Je grogne, frustré d'être ainsi éconduit. Il sourit, et dépose un léger baiser sur ma joue :

-Tu as raison, rentrons. Tu vas te chopper la crève un jour à force de trainer habillé comme ça quand il neige.

Il a vécu pire, bien pire que moi. Et pourtant, c'est toujours lui qui se montre fort, impassible et droit. Face à Suga, je me sent comme un enfant qui se fait sans cesse réconforter. Ce que je suis faible. Ce que je l'aime.

Ça fait un an et demi. De temps en temps la douleur refait surface, même si en général elle se contente de me hanter, tapie au plus profond de moi. Je n'ai jamais cessé de marcher dans le noir en me faisant souvent très mal, puisqu'elle n'est plus là pour me guider.

Je savoure un dernier instant le vent glacial contre mon visage, puis m'élance à la suite de Suga. Le ciel est toujours plus clair quand il est là.
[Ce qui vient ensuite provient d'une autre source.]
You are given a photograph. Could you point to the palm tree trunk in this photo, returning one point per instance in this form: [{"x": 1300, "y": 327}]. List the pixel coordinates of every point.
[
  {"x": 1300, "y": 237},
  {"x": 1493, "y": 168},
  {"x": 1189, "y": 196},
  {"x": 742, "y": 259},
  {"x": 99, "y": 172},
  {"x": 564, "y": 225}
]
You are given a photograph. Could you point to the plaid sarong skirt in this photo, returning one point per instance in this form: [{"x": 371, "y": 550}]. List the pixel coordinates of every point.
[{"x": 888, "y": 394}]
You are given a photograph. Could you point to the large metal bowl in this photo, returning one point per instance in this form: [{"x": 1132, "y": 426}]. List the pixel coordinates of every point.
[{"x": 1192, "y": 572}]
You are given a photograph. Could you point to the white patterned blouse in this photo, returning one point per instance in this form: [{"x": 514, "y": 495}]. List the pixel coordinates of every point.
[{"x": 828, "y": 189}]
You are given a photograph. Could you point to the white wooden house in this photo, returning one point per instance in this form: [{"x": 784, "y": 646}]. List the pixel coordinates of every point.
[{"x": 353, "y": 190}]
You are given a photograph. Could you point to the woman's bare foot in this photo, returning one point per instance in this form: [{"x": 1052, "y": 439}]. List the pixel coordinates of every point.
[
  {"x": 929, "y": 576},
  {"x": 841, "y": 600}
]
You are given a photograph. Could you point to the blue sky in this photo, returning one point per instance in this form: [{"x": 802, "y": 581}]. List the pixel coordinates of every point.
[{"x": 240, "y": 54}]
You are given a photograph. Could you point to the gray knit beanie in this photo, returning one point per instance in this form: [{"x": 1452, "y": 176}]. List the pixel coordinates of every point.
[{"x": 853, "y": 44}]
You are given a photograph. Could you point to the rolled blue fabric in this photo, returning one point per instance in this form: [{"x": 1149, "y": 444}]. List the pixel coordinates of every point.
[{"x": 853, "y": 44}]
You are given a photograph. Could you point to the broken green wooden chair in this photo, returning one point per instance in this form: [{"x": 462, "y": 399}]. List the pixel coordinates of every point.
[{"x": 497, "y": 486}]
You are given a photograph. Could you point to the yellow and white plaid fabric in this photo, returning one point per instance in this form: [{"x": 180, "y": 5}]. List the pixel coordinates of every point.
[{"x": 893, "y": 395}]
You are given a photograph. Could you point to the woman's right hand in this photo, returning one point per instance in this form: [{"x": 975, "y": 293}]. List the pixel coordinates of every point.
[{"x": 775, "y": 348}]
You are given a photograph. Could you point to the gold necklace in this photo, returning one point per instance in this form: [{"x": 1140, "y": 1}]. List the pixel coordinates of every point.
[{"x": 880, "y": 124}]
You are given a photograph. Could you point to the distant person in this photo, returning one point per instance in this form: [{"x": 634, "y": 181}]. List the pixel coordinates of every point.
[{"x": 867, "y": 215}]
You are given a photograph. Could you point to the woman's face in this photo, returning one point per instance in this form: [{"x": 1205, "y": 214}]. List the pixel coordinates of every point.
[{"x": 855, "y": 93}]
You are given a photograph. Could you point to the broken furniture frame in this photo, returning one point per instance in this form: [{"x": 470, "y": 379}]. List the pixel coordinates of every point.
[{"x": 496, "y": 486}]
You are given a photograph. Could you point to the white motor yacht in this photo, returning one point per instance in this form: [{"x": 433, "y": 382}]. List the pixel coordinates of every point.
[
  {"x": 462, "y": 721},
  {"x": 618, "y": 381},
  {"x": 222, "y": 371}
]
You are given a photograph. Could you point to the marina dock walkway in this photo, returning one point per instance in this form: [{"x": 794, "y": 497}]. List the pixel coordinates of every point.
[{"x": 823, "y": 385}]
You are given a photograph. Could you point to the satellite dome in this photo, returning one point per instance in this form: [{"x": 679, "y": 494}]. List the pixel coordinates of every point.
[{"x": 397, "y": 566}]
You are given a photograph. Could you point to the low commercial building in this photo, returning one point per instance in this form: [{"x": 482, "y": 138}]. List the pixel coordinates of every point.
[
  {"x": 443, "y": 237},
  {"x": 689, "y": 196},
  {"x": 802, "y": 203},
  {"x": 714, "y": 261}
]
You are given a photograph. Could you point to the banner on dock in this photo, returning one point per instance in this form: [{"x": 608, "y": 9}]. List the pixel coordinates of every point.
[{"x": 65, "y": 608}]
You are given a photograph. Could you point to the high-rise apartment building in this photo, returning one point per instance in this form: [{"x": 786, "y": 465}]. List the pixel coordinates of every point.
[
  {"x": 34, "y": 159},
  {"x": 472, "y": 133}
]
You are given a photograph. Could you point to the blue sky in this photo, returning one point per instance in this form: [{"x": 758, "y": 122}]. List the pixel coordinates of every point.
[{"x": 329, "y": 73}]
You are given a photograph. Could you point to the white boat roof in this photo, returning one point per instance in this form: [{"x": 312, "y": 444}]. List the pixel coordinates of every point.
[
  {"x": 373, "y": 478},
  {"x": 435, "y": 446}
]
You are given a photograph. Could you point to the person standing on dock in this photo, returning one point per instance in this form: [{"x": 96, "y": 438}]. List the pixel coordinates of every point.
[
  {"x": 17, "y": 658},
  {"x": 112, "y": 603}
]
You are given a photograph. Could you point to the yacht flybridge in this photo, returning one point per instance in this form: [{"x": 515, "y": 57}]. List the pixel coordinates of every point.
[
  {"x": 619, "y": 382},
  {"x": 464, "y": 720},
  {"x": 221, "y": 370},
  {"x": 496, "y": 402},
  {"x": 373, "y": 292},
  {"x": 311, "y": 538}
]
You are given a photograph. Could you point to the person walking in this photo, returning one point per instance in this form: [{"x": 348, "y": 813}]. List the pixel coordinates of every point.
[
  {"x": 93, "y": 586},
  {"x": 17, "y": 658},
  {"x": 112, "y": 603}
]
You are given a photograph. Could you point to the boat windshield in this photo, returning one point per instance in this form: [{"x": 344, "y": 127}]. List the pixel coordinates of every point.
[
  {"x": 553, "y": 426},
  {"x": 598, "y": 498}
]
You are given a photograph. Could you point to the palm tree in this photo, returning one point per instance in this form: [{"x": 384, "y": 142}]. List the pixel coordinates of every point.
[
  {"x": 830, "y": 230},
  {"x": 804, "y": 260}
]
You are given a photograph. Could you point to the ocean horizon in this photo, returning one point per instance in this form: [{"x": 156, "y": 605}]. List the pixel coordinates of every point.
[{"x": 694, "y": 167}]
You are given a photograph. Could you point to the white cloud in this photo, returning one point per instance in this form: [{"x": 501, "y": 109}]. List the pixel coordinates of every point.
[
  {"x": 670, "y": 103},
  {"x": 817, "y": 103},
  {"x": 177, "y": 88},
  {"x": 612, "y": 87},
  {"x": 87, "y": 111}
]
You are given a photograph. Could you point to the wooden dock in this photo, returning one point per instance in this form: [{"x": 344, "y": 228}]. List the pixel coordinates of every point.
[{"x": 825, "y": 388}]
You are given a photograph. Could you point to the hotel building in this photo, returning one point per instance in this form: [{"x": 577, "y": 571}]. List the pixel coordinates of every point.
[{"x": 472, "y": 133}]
Sa main se referme sur la mienne en sentant mes doigts chatouiller les siens. Il m'observa de biais, tandis qu'un large sourire se dessinait sur mon visage.

Je suis heureux tous les jours, je ne manque jamais de rien. Alors pourquoi j'ai le cœur qui éclate, quand je me rend compte que son visage s'est effacé de ma mémoire. Si seulement son souvenir pouvait s'estomper lui aussi.

Ça fait un an et demi. Le jour ou elle est partie, le temps s'est arrêté en moi.